Pro Tag krachen in Österreich durchschnittlich zwei Pkw an Bäume im Straßenraum. Alle zehn Tage stirbt ein Mensch bei einer Pkw-Baumkollision. Eine KFV-Studie untersucht die Ursachen dieses fatalen Unfalltyps und liefert drei essenzielle Gegenrezepte: Temporeduktion, Bewusstseinsbildung und optimierte Infrastruktur.
Wenn der Baum im Weg steht, ist alles zu spät: Pkw-Baumkollisionen sind auf Österreichs Straßen alltägliche Ereignisse – in vielen Fällen mit tödlichem Ausgang. Welche Ursachen und Umstände führen zu diesen fatalen Zusammenstößen? Welche Personen am Pkw-Steuer sind besondere Risikogruppen?
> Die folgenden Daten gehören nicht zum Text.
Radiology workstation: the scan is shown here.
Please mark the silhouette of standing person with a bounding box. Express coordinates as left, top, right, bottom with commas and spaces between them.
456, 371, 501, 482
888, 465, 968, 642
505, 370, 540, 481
Welche Maßnahmen können Baumkollisionen verhindern? Eine Studie des KFV (Kuratorium für Verkehrssicherheit) beleuchtet die Problematik des Unfalltyps „Anprall auf Baum“ und mögliche Gegenmaßnahmen.
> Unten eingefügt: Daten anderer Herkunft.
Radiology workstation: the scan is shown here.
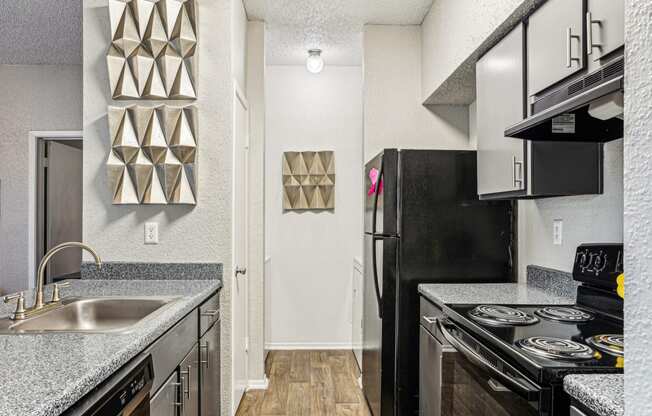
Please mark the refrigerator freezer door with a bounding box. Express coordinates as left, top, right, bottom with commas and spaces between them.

Pkw-Baumkollisionen: Jeder 10. Tag endet tödlich
Die KFV-Analyse der österreichischen Verkehrsunfallstatistik spricht eine deutliche Sprache:
- Pro Tag ereignen sich in Österreich durchschnittlich rund zwei Verkehrsunfälle mit Personenschaden des Unfalltyps „Anprall auf Baum“.
- Der Anteil dieser Unfallereignisse am Gesamtunfallgeschehen ist mit 2,1 Prozent zwar gering, jener der dabei Getöteten an allen Verkehrstoten Österreichs lässt aber aufhorchen: Hier handelt es sich nämlich um 9,5 Prozent. Ein Beweis für die drastische Schwere dieser Unfälle.
- Traurig, aber wahr: Alle zehn Tage kommt in Österreich ein Mensch bei einem Pkw-Unfall der Kategorie „Anprall auf Baum“ ums Leben.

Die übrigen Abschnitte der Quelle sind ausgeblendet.